2

I am trying to streamline the process of auditing chemistry laboratory data. When we encounter data where an analyte is not detected I need to change the recorded result to a value equal to 1/2 of the level of detection (LOD) for the analytical method. I have LOD's contained within another dataframe to be used as a lookup table.
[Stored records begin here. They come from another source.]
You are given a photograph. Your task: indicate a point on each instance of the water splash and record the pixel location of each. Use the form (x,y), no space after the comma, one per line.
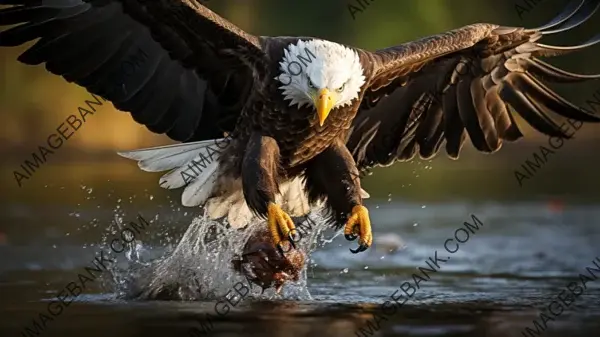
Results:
(199,266)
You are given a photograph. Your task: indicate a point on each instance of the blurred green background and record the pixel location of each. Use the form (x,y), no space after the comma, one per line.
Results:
(33,103)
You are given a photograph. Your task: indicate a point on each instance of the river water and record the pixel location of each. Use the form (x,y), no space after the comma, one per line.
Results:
(503,275)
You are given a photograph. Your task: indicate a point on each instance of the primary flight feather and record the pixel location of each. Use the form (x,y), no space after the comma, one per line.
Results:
(273,125)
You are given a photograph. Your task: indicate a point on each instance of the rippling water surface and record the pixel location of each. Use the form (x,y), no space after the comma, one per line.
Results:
(517,262)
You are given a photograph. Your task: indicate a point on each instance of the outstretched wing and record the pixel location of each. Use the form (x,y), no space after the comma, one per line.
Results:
(176,66)
(461,82)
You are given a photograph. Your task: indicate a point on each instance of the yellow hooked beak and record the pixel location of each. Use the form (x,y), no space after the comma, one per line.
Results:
(324,103)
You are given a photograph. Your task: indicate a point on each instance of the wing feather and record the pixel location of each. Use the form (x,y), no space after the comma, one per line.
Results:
(474,75)
(176,66)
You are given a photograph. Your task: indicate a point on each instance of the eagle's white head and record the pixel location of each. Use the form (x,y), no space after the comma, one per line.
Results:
(321,74)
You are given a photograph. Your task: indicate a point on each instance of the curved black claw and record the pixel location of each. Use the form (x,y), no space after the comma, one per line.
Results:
(360,248)
(280,249)
(352,236)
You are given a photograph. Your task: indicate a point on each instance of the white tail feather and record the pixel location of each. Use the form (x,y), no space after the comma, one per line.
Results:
(162,158)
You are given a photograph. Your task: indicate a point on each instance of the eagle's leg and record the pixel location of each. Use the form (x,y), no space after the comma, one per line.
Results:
(333,174)
(260,174)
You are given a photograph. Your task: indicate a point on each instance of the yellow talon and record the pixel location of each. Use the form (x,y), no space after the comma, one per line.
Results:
(280,225)
(360,217)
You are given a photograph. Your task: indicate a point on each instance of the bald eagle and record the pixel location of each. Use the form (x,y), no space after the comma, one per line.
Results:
(296,119)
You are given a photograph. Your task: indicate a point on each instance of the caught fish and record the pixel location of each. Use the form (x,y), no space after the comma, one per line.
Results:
(265,265)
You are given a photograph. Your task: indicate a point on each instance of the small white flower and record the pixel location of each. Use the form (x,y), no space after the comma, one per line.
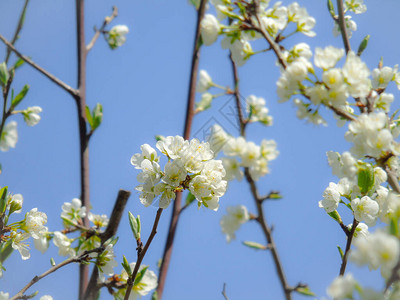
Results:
(209,29)
(116,36)
(34,221)
(331,198)
(31,115)
(365,209)
(18,244)
(9,136)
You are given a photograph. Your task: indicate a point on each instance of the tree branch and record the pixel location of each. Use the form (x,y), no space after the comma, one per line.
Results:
(107,20)
(81,258)
(186,134)
(93,287)
(50,76)
(17,31)
(348,245)
(141,255)
(342,25)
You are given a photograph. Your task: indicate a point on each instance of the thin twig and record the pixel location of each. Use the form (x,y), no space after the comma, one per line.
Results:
(17,31)
(348,245)
(342,25)
(80,99)
(141,255)
(224,292)
(106,21)
(93,287)
(186,134)
(53,78)
(81,258)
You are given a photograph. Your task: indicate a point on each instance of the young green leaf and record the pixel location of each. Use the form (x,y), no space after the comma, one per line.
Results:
(3,74)
(21,95)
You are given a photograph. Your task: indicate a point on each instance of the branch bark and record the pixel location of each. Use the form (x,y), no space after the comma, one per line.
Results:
(186,134)
(93,288)
(50,76)
(141,254)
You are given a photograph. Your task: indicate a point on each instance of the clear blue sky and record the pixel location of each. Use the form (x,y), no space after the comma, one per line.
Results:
(143,89)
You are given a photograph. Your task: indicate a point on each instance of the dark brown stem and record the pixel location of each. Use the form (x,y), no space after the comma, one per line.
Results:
(17,31)
(342,25)
(287,289)
(53,78)
(93,288)
(81,258)
(186,134)
(84,149)
(106,21)
(348,245)
(141,255)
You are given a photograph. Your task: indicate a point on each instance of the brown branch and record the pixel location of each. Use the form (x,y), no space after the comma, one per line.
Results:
(342,25)
(107,20)
(93,287)
(17,31)
(50,76)
(141,255)
(186,134)
(84,257)
(348,245)
(287,289)
(80,99)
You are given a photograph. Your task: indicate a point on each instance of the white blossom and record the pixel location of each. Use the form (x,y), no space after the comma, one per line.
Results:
(209,29)
(230,223)
(9,136)
(34,222)
(117,36)
(31,115)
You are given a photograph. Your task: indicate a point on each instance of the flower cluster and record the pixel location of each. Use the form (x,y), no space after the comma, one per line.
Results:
(241,153)
(230,223)
(190,166)
(273,19)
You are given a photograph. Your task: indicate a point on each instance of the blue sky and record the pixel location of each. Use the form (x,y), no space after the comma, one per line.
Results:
(143,88)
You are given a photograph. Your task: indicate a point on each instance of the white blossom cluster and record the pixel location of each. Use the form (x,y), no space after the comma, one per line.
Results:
(190,166)
(230,223)
(241,153)
(273,19)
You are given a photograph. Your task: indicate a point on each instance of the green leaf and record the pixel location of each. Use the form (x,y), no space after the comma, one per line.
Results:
(21,95)
(135,225)
(126,266)
(97,116)
(365,178)
(3,74)
(3,200)
(305,291)
(139,275)
(331,8)
(340,251)
(255,245)
(335,215)
(5,251)
(154,296)
(89,117)
(363,45)
(18,63)
(394,226)
(189,198)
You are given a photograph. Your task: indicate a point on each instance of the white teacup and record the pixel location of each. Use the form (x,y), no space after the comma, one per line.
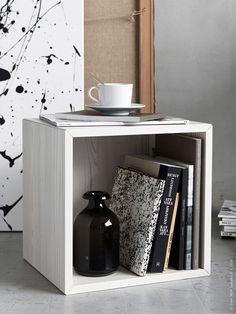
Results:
(112,94)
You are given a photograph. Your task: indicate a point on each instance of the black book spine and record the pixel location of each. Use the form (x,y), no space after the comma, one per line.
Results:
(160,241)
(177,254)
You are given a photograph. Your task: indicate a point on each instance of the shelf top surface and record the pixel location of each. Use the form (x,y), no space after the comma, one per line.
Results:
(113,130)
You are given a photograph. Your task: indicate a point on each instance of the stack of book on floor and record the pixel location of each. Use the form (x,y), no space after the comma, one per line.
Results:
(157,201)
(227,219)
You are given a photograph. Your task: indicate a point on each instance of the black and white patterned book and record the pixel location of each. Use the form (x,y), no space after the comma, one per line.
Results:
(136,200)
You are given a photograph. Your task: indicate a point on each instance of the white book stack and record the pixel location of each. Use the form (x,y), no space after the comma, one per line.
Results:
(227,219)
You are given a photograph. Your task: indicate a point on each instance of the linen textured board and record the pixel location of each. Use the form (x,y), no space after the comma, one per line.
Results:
(136,200)
(60,163)
(187,149)
(118,50)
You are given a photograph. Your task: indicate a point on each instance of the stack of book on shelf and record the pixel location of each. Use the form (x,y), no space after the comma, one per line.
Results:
(157,201)
(93,118)
(227,219)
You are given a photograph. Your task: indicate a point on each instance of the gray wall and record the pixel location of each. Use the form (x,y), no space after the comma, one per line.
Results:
(196,75)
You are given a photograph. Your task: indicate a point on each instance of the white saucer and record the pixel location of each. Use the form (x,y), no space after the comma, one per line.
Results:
(115,110)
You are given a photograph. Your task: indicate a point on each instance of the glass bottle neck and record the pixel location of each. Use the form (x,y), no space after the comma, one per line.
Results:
(96,204)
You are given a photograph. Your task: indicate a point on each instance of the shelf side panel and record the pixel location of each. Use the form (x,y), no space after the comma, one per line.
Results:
(45,200)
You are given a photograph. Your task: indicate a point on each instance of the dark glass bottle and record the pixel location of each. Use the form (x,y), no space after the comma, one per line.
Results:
(96,237)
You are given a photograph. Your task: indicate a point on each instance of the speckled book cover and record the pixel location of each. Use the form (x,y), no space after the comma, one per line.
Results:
(136,200)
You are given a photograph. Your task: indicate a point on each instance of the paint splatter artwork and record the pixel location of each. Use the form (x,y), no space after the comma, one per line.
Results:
(41,70)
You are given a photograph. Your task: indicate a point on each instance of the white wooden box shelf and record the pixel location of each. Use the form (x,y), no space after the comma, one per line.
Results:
(60,164)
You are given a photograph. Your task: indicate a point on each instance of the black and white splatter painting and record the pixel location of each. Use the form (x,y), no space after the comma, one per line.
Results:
(41,70)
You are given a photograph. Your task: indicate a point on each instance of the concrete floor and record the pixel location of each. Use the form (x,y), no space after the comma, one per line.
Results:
(24,290)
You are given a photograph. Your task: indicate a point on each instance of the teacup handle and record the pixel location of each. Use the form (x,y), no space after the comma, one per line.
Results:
(90,93)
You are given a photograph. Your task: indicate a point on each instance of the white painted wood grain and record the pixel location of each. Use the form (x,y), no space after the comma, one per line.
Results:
(59,169)
(47,205)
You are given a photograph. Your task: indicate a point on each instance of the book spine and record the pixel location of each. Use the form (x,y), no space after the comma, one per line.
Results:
(159,246)
(189,221)
(178,246)
(227,222)
(171,232)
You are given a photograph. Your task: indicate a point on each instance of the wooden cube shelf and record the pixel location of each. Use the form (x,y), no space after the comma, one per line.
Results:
(60,164)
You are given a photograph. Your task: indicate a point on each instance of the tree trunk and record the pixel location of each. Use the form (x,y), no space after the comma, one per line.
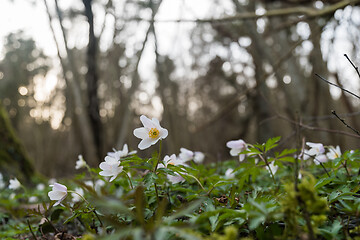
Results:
(92,79)
(14,161)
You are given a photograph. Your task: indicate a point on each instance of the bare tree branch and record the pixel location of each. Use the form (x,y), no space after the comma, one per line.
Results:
(337,86)
(299,11)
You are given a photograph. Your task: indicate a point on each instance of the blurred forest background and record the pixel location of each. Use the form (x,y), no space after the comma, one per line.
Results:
(211,71)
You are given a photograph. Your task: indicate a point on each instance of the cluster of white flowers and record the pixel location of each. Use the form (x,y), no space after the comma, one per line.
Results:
(317,152)
(111,167)
(237,146)
(150,134)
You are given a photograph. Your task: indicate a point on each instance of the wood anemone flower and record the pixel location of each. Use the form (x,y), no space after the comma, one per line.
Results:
(151,133)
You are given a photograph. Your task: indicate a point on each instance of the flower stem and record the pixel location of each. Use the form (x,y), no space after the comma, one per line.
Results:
(159,156)
(131,186)
(70,191)
(157,163)
(269,168)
I have multiple columns representing data from different analytical tests, each with it's own unique LOD. Here's an example of the type of data I am working with:

library(tidyverse)
dat <- tibble("Lab_ID" = as.character(seq(1,10,1)),
                 "Tributary" = c('sawmill','paint', 'herring', 'water',
                               'paint', 'sawmill', 'bolt', 'water',
                               'herring', 'sawmill'),
                 "date" = rep(as.POSIXct("2021-10-01 12:00:00"), 10),
                 "TP" = c(1.5,15.7,-2.3,7.6,0.1,45.6,12.2,-0.1,22.2,0.6),
                 "TN" = c(100.3,56.2,-10.5,0.4,-0.3,11.0,45.8,256.0,12.2,144.0),
                 "DOC" = c(56.0,120.3,-10.5,0.2,14.6,489.3,0.3,14.4,54.6,88.8))
dat


detect_level <- tibble("Parameter" = c('TP', 'TN', 'DOC'),
                          'LOD' = c(0.6, 11, 0.3)) %>% 
  mutate(halfLOD=LOD/2)
detect_level

I have poured over multiple other questions with a similar theme:

Change values in multiple columns of a dataframe using a lookup table

R - Match values from multiple columns in a data.frame to a lookup table.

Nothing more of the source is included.